Laura cuenta que cada cita con el INSS para revisar la incapacidad le genera un estrés y una fatiga mental que le pasan factura. «Supone un brote largo», dice, que significa que se agudizan sus síntomas. No son pocos: fatiga, niebla mental, dolores, bajada de la saturación, aumento de la frecuencia cardíaca... Para hacerles frente, Laura toma 16 pastillas diarias. Eso es lo pautado para una jornada normal. Si se encuentra regular, la cifra sube tres, y un mal día se va a 26 por el incremento de los antiinflamatorios. «Es una barbaridad», señala. Un día bueno en su caso significa poder sacar la ropa de la lavadora, ir a la compra y cargar algo más que una barra de pan y una docena de huevos o incluso soplar dos minutos la gaita. «Poder tocar una canción es un triunfo impresionante», remarca. Eso sí, después no le queda más remedio que sentarse: «Mis pulmones mandan». También ha conseguido volver a hacer ganchillo, aunque reconoce que el amigurumi sencillo en el que está trabajando se le resiste más de lo que le gustaría. «Llevo una semana para hacer la cabeza y antes hacía el muñeco entero en una tarde», relata. Pero se empeña en seguir porque necesita tener la cabeza ocupada. «Aquí los inviernos son muy largos y tengo que evitar coger una gripe o el covid. Salgo poco porque me cuesta y es un riesgo», señala. Por eso busca en qué ocupar la mente, que puede ser puñetera dice. «Podría tirarme del quinto piso. Y si quedo peor, ¿qué?», dice demostrando su humor negro.

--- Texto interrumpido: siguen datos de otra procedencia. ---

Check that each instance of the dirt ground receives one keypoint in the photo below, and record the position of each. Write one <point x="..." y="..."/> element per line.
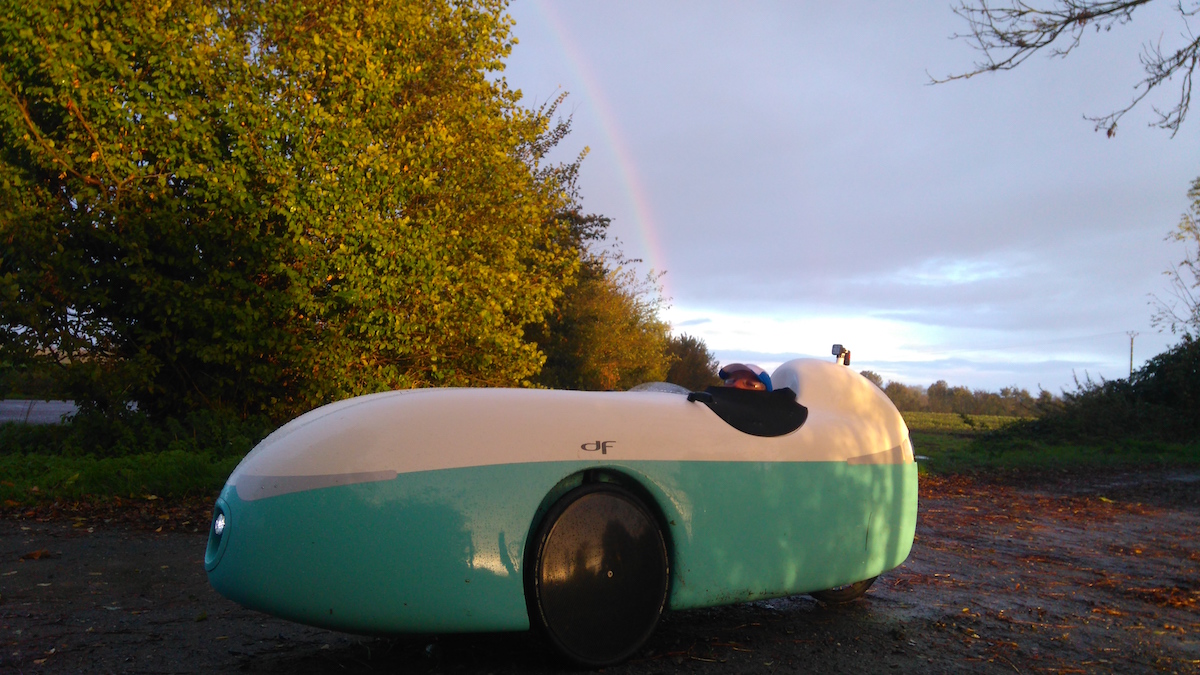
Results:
<point x="1066" y="574"/>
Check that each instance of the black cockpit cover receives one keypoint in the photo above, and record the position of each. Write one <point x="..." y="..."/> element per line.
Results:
<point x="759" y="413"/>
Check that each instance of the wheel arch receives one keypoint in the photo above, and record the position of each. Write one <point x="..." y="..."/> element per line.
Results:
<point x="619" y="476"/>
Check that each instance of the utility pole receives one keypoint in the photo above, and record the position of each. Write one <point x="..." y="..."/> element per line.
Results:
<point x="1132" y="334"/>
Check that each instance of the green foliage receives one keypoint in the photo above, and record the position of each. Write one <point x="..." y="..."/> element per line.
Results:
<point x="875" y="377"/>
<point x="127" y="434"/>
<point x="261" y="205"/>
<point x="691" y="364"/>
<point x="125" y="454"/>
<point x="1159" y="402"/>
<point x="955" y="443"/>
<point x="941" y="398"/>
<point x="955" y="423"/>
<point x="606" y="334"/>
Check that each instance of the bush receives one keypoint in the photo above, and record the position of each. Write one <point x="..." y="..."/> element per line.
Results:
<point x="130" y="432"/>
<point x="1161" y="401"/>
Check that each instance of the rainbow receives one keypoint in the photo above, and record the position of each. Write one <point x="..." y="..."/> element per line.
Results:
<point x="646" y="231"/>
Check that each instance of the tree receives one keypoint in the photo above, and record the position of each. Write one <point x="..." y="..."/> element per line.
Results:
<point x="1181" y="312"/>
<point x="874" y="377"/>
<point x="605" y="334"/>
<point x="264" y="205"/>
<point x="1011" y="34"/>
<point x="691" y="364"/>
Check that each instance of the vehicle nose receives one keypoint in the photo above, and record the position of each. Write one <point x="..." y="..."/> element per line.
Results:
<point x="220" y="530"/>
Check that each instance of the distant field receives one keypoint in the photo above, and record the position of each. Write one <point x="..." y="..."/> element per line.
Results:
<point x="953" y="443"/>
<point x="955" y="423"/>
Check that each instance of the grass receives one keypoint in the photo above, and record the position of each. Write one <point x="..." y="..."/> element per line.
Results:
<point x="103" y="457"/>
<point x="173" y="473"/>
<point x="955" y="443"/>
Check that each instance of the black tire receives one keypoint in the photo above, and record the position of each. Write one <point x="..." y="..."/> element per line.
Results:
<point x="841" y="595"/>
<point x="598" y="580"/>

En los días malos es totalmente dependiente. «Preciso ayuda para subirme las bragas», dice. Así de clara. Es literal. Significa que no puede hacer el gesto de agacharse para subir la ropa interior cuando va al baño.

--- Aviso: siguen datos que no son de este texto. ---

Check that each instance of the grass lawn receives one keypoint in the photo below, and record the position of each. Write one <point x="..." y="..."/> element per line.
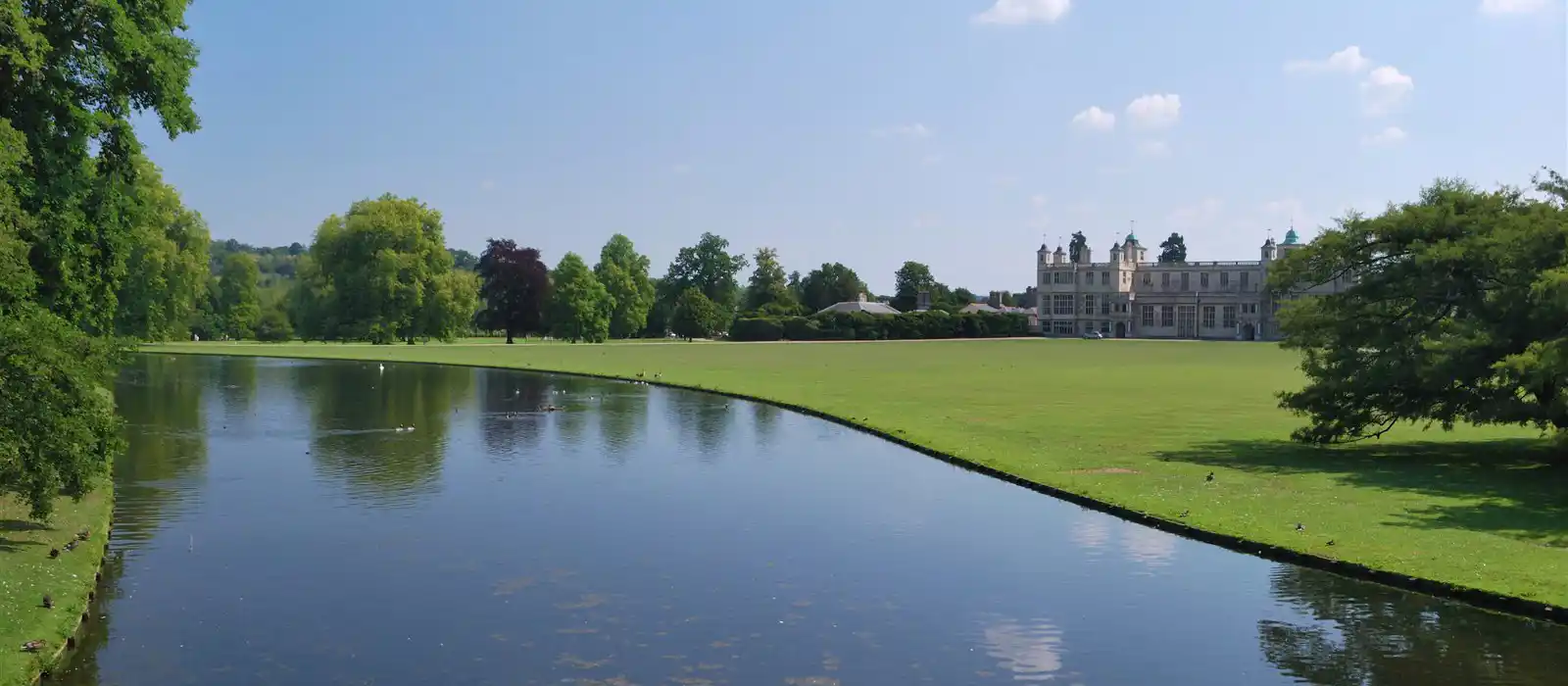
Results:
<point x="1137" y="424"/>
<point x="27" y="573"/>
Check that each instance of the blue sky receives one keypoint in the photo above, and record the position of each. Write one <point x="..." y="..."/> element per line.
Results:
<point x="867" y="132"/>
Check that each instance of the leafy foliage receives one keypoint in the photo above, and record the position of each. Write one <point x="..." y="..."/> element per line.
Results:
<point x="1454" y="314"/>
<point x="623" y="272"/>
<point x="59" y="431"/>
<point x="695" y="316"/>
<point x="514" y="284"/>
<point x="710" y="269"/>
<point x="1173" y="249"/>
<point x="378" y="272"/>
<point x="580" y="308"/>
<point x="239" y="306"/>
<point x="767" y="284"/>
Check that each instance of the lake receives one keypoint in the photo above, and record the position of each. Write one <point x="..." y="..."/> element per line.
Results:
<point x="347" y="523"/>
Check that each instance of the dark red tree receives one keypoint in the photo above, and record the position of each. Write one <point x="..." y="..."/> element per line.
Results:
<point x="514" y="284"/>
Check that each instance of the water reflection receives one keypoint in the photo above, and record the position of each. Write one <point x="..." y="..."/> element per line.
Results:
<point x="1029" y="651"/>
<point x="274" y="526"/>
<point x="1363" y="635"/>
<point x="383" y="429"/>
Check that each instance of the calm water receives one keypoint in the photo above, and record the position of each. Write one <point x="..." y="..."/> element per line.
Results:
<point x="276" y="528"/>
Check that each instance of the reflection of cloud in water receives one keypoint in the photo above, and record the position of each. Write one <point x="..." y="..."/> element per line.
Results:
<point x="1149" y="547"/>
<point x="1090" y="531"/>
<point x="1032" y="651"/>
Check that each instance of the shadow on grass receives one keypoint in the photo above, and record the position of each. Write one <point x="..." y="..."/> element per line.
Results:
<point x="1509" y="487"/>
<point x="7" y="545"/>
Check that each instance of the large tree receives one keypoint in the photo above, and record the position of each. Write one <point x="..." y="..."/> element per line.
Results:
<point x="710" y="269"/>
<point x="372" y="270"/>
<point x="695" y="316"/>
<point x="579" y="308"/>
<point x="828" y="284"/>
<point x="1450" y="311"/>
<point x="514" y="285"/>
<point x="909" y="280"/>
<point x="1173" y="249"/>
<point x="239" y="304"/>
<point x="768" y="285"/>
<point x="623" y="272"/>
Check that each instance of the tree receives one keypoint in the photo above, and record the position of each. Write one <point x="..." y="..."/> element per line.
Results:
<point x="695" y="316"/>
<point x="580" y="308"/>
<point x="463" y="259"/>
<point x="710" y="269"/>
<point x="372" y="270"/>
<point x="830" y="284"/>
<point x="74" y="75"/>
<point x="623" y="272"/>
<point x="514" y="285"/>
<point x="1173" y="249"/>
<point x="59" y="431"/>
<point x="1454" y="314"/>
<point x="909" y="280"/>
<point x="1078" y="248"/>
<point x="768" y="284"/>
<point x="239" y="304"/>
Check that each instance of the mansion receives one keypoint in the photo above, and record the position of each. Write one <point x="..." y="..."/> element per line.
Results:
<point x="1134" y="298"/>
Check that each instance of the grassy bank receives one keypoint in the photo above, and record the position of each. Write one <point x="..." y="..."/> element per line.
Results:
<point x="27" y="573"/>
<point x="1137" y="424"/>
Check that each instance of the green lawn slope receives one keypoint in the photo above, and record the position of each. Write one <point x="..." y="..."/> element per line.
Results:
<point x="1136" y="424"/>
<point x="27" y="573"/>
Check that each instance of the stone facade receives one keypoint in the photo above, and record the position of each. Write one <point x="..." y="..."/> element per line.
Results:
<point x="1134" y="298"/>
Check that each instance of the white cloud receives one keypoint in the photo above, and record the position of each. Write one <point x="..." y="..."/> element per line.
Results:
<point x="904" y="130"/>
<point x="1385" y="89"/>
<point x="1510" y="7"/>
<point x="1024" y="11"/>
<point x="1095" y="120"/>
<point x="1343" y="62"/>
<point x="1154" y="110"/>
<point x="1152" y="149"/>
<point x="1387" y="136"/>
<point x="1197" y="215"/>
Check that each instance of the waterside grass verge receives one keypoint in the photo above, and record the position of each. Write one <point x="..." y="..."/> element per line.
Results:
<point x="27" y="572"/>
<point x="1136" y="428"/>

Cinco años después de la pandemia, cree que es una paciente invisible. «Cada vez que llega un médico de cabecera nuevo y le digo lo que tengo me pide que le explique porque no sabe lo que es», lamenta. En otras ocasiones hay quien le suelta a la ligera que tiene depresión. «Los pacientes no podemos estar pendientes de que nos crean», denuncia. Reconoce también que se ha acostumbrado a vivir con la desconfianza de los demás. «Nos dicen ‘‘por haber tenido una gripe queréis una paga''. Yo no quiero tener la vida de una abuela de 99 años. Ojalá me dijeran haces o tomas esto y te curas, pero no es así», remarca.